Providing a little bit more context on these (I live in Canada, though not anywhere the convoy passed through):

> He refused to meet with them, and he referred to them as racist. At first I assumed this was on priors, but it turns out he was saying some of them were waiving swastikas, which seems like a clear tactical error assuming it happened.

There were Nazi flags and Confederate flags flown (yes, in Canada, there were people with those!). There's plenty of images published of this. I assume it's a small minority in the convoy, but I don't know of any way to measure this, and regardless it's what became the face of the convoy in left-leaning Canadian media.

> “Having a group of people who disagree with the outcome of an election, who want to go a different way and bring in an alternative government, is a nonstarter in a responsible democracy,” Trudeau said.

When Trudeau said this, he was referring to some in the convoy's demand he resign. I don't know if this was an official demand on the part of the convoy, but it made a number of headlines.

> Somehow getting that last 10 percent vaccinated is ‘how we get through the pandemic’ rather than the 90 percent making a further mandate unnecessary.

Regarding this, Canada's hospital system has far, far less capacity than in the States and has been far more easily overwhelmed. Ontario's hospital system, for example, was by many measures overloaded during January.
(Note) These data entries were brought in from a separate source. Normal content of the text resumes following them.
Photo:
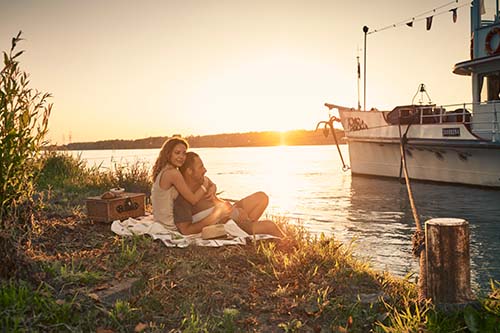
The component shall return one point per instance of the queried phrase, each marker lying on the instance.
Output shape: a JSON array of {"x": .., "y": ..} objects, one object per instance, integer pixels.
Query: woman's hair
[
  {"x": 165, "y": 154},
  {"x": 188, "y": 163}
]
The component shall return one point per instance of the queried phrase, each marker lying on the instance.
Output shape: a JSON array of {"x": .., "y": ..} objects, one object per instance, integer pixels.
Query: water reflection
[{"x": 380, "y": 216}]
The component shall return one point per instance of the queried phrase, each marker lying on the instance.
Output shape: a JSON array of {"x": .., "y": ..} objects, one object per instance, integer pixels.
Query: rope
[
  {"x": 418, "y": 237},
  {"x": 417, "y": 18}
]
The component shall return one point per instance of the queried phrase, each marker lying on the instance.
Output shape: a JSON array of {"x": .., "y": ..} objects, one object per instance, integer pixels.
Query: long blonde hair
[{"x": 165, "y": 154}]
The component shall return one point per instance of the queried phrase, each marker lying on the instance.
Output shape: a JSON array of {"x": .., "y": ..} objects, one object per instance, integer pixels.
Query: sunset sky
[{"x": 134, "y": 69}]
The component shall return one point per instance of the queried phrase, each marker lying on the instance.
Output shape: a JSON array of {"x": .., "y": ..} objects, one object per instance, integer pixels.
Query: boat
[{"x": 457, "y": 144}]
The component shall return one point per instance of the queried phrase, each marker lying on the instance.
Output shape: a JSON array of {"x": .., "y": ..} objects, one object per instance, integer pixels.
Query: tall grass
[
  {"x": 24, "y": 115},
  {"x": 65, "y": 180}
]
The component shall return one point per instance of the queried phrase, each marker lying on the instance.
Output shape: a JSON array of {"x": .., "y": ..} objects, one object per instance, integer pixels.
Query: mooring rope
[
  {"x": 327, "y": 124},
  {"x": 418, "y": 238}
]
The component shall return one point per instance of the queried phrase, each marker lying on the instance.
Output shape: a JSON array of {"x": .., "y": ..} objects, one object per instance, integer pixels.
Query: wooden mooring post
[{"x": 448, "y": 261}]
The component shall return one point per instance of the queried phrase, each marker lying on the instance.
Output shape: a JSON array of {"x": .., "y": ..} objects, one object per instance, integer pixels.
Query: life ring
[{"x": 487, "y": 41}]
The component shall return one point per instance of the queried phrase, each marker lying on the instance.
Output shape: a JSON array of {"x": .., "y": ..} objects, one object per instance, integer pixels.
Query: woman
[{"x": 168, "y": 181}]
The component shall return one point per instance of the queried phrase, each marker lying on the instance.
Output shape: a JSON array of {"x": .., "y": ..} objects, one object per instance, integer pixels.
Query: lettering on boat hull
[{"x": 356, "y": 124}]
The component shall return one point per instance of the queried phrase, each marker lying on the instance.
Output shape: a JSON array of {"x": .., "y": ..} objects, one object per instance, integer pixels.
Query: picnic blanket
[{"x": 172, "y": 238}]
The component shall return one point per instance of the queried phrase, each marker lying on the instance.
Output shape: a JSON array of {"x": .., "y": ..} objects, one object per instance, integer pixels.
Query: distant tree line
[{"x": 250, "y": 139}]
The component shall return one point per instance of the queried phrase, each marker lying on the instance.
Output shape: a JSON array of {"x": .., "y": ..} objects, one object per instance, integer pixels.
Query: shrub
[{"x": 24, "y": 117}]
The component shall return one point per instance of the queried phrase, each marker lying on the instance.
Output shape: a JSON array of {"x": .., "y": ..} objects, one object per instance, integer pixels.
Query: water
[{"x": 307, "y": 185}]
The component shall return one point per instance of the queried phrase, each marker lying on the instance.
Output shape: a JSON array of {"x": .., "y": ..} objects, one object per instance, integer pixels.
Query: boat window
[
  {"x": 491, "y": 90},
  {"x": 489, "y": 12}
]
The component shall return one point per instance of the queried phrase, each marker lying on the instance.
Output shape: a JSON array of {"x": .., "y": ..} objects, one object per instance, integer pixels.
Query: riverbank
[
  {"x": 89, "y": 279},
  {"x": 297, "y": 283}
]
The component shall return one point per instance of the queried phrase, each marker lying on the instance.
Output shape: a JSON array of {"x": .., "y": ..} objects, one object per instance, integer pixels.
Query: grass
[{"x": 299, "y": 284}]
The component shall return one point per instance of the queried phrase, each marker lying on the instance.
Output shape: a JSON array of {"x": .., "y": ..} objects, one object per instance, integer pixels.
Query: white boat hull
[
  {"x": 440, "y": 152},
  {"x": 441, "y": 164}
]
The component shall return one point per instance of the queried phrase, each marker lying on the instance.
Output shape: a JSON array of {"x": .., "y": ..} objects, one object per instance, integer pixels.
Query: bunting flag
[
  {"x": 429, "y": 22},
  {"x": 454, "y": 13}
]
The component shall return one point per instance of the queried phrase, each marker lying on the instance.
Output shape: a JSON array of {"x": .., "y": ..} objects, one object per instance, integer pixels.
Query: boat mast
[
  {"x": 359, "y": 80},
  {"x": 365, "y": 30}
]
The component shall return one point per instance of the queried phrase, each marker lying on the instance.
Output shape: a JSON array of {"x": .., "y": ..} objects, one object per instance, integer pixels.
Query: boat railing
[{"x": 481, "y": 118}]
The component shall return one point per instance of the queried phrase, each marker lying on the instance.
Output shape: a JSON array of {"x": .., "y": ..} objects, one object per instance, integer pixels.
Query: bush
[{"x": 24, "y": 117}]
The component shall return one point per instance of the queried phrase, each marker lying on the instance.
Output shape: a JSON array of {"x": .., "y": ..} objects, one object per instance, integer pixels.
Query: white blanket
[{"x": 172, "y": 238}]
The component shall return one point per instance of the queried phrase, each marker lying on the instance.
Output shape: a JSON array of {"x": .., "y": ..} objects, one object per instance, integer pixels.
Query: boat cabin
[{"x": 484, "y": 68}]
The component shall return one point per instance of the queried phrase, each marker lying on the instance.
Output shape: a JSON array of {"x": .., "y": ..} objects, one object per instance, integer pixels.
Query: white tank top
[{"x": 163, "y": 202}]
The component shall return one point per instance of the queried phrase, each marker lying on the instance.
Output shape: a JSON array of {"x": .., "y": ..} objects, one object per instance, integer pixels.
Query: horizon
[
  {"x": 131, "y": 70},
  {"x": 187, "y": 137}
]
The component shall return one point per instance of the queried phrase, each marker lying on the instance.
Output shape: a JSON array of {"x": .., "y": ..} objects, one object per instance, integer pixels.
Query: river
[{"x": 307, "y": 185}]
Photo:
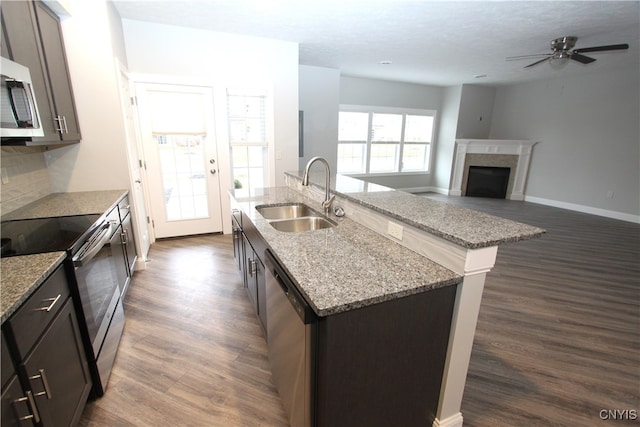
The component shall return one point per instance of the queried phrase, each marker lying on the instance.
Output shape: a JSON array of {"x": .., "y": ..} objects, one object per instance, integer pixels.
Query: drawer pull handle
[
  {"x": 32, "y": 406},
  {"x": 45, "y": 384},
  {"x": 50, "y": 307}
]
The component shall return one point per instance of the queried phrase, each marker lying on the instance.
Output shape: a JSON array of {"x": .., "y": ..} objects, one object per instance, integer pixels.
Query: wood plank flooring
[
  {"x": 558, "y": 332},
  {"x": 557, "y": 338},
  {"x": 192, "y": 352}
]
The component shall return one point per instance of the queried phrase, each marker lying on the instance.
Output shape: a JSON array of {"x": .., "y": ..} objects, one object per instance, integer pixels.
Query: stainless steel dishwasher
[{"x": 291, "y": 335}]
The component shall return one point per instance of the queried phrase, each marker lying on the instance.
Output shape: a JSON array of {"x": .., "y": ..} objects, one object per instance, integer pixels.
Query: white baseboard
[
  {"x": 415, "y": 190},
  {"x": 452, "y": 421},
  {"x": 585, "y": 209}
]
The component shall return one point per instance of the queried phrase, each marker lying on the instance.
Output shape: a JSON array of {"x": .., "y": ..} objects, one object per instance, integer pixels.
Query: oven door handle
[{"x": 94, "y": 245}]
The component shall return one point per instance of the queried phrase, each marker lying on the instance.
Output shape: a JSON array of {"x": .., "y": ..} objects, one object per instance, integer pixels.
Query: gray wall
[
  {"x": 476, "y": 108},
  {"x": 587, "y": 126},
  {"x": 446, "y": 141}
]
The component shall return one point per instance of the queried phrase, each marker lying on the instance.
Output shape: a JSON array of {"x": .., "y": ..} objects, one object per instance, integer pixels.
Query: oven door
[{"x": 97, "y": 283}]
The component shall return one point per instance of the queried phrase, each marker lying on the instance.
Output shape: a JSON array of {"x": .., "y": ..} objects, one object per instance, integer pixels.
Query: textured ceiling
[{"x": 429, "y": 42}]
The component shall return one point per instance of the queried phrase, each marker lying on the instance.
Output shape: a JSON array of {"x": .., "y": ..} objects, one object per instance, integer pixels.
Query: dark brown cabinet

Plenty of patients needing surgery, cancer care, etc. have had their surgeries postponed, and Canada already had sky-high waiting times.

In this context, with hospitals already normally running close to 100% capacity before the pandemic, the additional burden from the 10% unvaccinated has a larger impact than it would in the States.

I suppose you could have offered a choice everyone in Canada a choice to either vaccinate or not vaccinate, and everyone who is unvaccinated signs a waiver saying they're fine being at the bottom of the triage list if they go to the hospital for covid-related disease and dealt with this issue once vaccines became widely available, but this never happened for what I would guess are obvious reasons.

(The true fix to this where we fund an increase in medical system capacity is of course not nor has it been a particularly urgent priority for politicians.)

I think there's a fair point to be made that since we're likely past the peak in Canada that further restrictions can be safely dropped for now, although one has to wonder at further variants. We really lucked out that Omicron was as mild as it was. Who knows what next winter will bring?

> Plus, in what is hilarious to us because we’re not there and don’t have to suffer through it, constant honking of all of their horns.

One final point regarding the calls to bring in the military, and this is anecdotal: the trucker convoy was in Ottawa for a number of days, and they were honking their horns throughout the night for all that time as per complaints in r/ottawa. Regardless of what you want to call this, I personally would have hoped for police or military action to remove the convoy if I lived in the neighbourhood there having to put up with it. Days of ruined sleep is, if not violence, at least something anyone should be forced to deal with in civil society. I've heard people in the area claim their pets have had serious stress issues from the honking and they've been forced to pay thousands in vet bills (though as always you should take Reddit comments with a grain of salt).